- Born: c. 1887 Zwimba Reserve, Southern Rhodesia
- Died: 1956 Southern Rhodesia
- Citizenship: Zimbabwean
- Occupations: Clergyman, nationalist, political leader
- Known for: Founding the African National Congress (Rhodesia), Bantu National Congress
- Spouse: Grace Mano
- Children: Stanlake Samkange

= Thompson Samkange =

Zimbabwean nationalist, clergy and political organizer

Thompson Douglas Samkange (c. 1887–1956) was a Zimbabwean nationalist, religious leader, and political organizer who played a significant role in the early African resistance to colonial rule in Southern Rhodesia (now Zimbabwe). He was a founding figure in several key African political movements, including the revival of the African National Congress in 1945, and is remembered for his contributions to indigenous leadership and education.

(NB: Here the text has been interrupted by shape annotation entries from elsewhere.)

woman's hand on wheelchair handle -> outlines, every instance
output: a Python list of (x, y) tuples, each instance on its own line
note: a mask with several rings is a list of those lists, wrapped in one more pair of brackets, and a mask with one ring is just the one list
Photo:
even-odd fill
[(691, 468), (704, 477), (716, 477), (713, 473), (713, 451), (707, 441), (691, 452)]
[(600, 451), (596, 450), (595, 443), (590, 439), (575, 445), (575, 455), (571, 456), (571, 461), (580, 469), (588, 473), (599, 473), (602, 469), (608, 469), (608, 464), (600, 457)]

== Early life and education ==
Samkange was born around 1887 in the Zwimba Reserve, present-day Zvimba District, Zimbabwe. He belonged to the Ngonya clan, from which the chiefs of the Zwimba tribe were traditionally chosen.

His mother was a devout Methodist, and he was educated to Standard VII at Waddilove Institute, a prominent mission school. He later became an ordained minister in the Methodist Church, preaching across the country in places such as Wankie, Pakami, and Kwenda.

== Political activism ==
In 1945, Samkange revived the African National Congress (Rhodesia) in Southern Rhodesia and served as its president. He also helped establish the Bantu National Congress, aiming to unify African voices against colonial policies. His leadership extended to organizing the general strike of 1948, which marked a turning point in African labor resistance.

He was elected president of the African section of the Southern Rhodesian Missionary Conference but opposed its racial segregation, advocating for unity and equality within religious institutions.

== Personal life and legacy ==
Thompson Samkange married Grace Mano around 1917, and they had several children. Among them was Stanlake J. W. T. Samkange, a prominent historian, novelist, and philosopher known for articulating the concept of Ubuntu in Zimbabwean political thought and educational system.

Samkange died in 1956. His legacy is preserved in scholarly works such as Terence Ranger’s Are We Not Also Men?: The Samkange Family and African Politics in Zimbabwe, 1920–64, which explores the family's role in shaping Zimbabwe’s intellectual and political landscape.